To keep the music fresh and alive, they say they often challenge themselves with new songs, with the more difficult ones being the most fun to play.  And of course, they write original songs too. When asked how their audience helps them get–and stay– in the groove, they agreed that it’s always great when people get up and dance and they’ll also often call  members of the audience up onstage to sing a few, such as the chorus in Leonard Cohen’s “Hallelujah.”

Acoustic Dynamite

[Occasionally, percussionist Mike Cantrell, manager of Radiology at Munson Medical Center, joins them on stage, upping the ante on the energy of their sometimes standing-room-only audiences]

Bob, who is the former co-publisher and editor of Northern Express, considers himself more of a songwriter/singer because he loves words. Since retiring in 2013, he has written 3 books and hopes to have a novel about the Ojibwe Indians picked up by a mainstream publisher this year. As a performer he shares that there is no greater rush than nailing a song and feeling the love from the audience.

Jim on the other hand, says he enjoys making music –because  it’s a form of communication that feels natural for him as he is not a man of many words, but hand him a guitar and he can play for hours.
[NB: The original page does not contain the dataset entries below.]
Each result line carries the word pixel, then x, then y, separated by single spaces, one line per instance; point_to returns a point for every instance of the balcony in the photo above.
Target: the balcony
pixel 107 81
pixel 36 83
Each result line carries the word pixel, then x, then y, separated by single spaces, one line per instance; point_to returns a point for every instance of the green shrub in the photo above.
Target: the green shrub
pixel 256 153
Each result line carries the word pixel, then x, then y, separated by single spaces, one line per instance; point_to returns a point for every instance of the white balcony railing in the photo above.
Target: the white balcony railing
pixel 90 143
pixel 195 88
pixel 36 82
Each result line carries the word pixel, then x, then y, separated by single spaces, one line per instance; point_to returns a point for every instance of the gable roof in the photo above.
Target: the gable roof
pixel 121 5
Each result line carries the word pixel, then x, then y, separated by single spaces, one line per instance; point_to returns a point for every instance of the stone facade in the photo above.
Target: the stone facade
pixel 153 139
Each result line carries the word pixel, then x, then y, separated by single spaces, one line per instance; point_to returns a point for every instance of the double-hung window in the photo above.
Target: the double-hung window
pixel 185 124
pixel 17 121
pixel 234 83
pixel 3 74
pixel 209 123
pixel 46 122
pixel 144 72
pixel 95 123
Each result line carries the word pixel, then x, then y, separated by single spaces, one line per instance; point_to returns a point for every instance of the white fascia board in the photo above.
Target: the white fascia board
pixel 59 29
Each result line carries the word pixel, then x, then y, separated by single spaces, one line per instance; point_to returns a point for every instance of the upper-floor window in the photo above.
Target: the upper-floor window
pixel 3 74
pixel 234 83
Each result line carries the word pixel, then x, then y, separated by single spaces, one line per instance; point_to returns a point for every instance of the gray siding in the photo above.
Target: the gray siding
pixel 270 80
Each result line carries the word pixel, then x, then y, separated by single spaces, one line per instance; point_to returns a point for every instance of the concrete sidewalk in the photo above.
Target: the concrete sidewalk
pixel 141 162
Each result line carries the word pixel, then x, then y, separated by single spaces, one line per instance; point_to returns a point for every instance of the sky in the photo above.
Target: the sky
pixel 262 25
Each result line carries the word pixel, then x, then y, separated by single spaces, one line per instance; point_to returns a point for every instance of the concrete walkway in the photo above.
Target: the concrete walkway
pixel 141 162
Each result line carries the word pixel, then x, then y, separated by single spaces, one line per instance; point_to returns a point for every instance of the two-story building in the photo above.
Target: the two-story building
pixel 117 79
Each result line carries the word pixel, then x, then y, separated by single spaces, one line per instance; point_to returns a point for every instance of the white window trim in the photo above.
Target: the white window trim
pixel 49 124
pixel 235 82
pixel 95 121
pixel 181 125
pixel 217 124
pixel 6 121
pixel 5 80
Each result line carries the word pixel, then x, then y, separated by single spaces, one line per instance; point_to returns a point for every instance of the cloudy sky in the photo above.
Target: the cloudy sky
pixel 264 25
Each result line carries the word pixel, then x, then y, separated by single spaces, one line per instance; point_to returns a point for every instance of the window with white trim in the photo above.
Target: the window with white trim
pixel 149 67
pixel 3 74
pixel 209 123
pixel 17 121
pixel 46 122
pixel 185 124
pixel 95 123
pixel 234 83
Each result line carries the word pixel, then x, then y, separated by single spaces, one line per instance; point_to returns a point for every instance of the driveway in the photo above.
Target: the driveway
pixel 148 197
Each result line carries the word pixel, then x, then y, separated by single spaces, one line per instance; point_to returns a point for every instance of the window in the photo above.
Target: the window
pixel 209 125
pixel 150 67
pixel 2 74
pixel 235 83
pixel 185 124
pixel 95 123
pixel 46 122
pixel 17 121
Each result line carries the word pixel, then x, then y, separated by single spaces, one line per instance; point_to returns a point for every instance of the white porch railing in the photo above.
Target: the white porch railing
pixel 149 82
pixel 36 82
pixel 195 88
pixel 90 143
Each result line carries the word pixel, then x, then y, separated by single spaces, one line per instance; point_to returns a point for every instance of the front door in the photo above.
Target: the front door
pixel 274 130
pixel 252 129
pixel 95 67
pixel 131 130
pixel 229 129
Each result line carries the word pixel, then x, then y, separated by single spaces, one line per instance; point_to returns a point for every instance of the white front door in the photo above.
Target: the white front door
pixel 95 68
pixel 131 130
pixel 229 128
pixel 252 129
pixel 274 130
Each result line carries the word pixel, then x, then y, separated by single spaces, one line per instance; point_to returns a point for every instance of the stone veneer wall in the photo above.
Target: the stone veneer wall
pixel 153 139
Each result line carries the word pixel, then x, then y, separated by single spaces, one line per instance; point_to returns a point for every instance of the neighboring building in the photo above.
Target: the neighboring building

As a musical performer,  he loves the sense that anything can happen–every audience is different– “Because music is a shared experience, when the audience joins in with the music it gets bigger in a sense.”.  He likes that they never over-rehearse a song so it is always open to be added to as they are playing, “When you play together with someone for a number of years you become very tuned in to where the other person is going with the song, so you may wind up in a different place that what you practiced anyway”.

It is this improvisational and creative freedom that makes for a show that truly echoes their band name– acoustic dynamite, ignited by a shared openness for the adventure of a performance, with the carefully cultivated craftsmanship of artists who’ve clearly honed their skills.

We’re thrilled to bring Acoustic Dynamite into our tasting room as part of our Friday Night Music Series. They’ll be here on April 8 from 6-9pm. With our cozy and intimate performance space, you’re likely in for an opportunity to sing along, or at least be up close and personal with these incredibly fun and talented musical collaborators.